I am close to launching a website that i have been working on for some time now and i plan on carrying out a significant review of security .
I understand that one of the biggest areas of concern from a security point of view is how you handle user input (fields / forms etc.)
I don't expect anyone to reply with tonnes of information on each, as the internet is full of help and advice BUT the one downside of the internet is 'how up to date' the information is (don't want to use / implement out dated practices) or the 'integrity' of the advice, especially in relation to this subject'.
So what are your key best practices for each of the following:
1 - Validating Input
2 - Sanitizing Input
Thanks in advance for your help...
Validation rules depend on what's being validated, but in general:
* Numbers must be numbers - probably positive integers too
* Numbers in a range must be within the range
* Items chosen from a list must exist in that list
* Strings may be arbitrary but (max) length may matter
Sanitizing should be strictly a matter of making sure the value is only data and never syntax. Like a string in SQL is always just a string, or output in HTML is only text and never markup.
If you decide to make the wrong (IMO) decision and alter user input, like with strip_tags(), then that's kinda part of sanitizing too.

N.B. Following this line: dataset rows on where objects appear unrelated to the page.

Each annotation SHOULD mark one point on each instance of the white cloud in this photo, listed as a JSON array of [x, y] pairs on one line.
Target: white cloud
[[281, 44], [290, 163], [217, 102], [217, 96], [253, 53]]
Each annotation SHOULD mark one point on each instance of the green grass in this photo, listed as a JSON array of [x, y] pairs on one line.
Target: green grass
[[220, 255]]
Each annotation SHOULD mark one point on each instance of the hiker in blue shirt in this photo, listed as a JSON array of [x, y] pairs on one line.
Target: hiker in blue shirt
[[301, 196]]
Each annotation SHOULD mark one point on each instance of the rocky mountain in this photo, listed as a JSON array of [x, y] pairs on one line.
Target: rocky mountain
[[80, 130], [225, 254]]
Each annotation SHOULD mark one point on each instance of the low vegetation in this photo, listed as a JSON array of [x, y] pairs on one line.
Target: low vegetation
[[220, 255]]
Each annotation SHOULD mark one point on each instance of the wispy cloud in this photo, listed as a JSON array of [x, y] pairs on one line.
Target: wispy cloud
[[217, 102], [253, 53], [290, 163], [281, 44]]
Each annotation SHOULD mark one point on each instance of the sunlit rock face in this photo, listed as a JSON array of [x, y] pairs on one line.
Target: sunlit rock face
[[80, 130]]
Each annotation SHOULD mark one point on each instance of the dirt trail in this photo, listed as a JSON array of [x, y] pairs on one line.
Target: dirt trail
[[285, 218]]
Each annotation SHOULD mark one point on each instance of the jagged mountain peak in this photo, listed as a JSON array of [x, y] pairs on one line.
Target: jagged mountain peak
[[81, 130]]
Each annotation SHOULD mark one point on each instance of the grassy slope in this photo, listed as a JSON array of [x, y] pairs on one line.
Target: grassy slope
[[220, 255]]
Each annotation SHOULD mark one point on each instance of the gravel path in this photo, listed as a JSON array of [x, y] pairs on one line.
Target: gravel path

I think you're on the wrong track. You cannot "sanitize" input in the sense of applying some functions and checks on the user input, and then it's safe. Do not even attempt that. The PHP developers tried it with the infamous "magic quotes", and we all know how "well" this works (not at all).
Security comes from understanding the risks and escaping mechanisms of each context. It's also important to prevent mistakes. If you hand-pick the "dangerous" data and escape it manually, there's a gigantic risk of getting it wrong sometimes. Instead, escape all data, maybe even automatically. For example, many template engines already apply HTML escaping to all input. Common database libraries also have the escaping built-in.
Validating form input is great for notifying the user of typos or something. But it's not suitable as a security measure.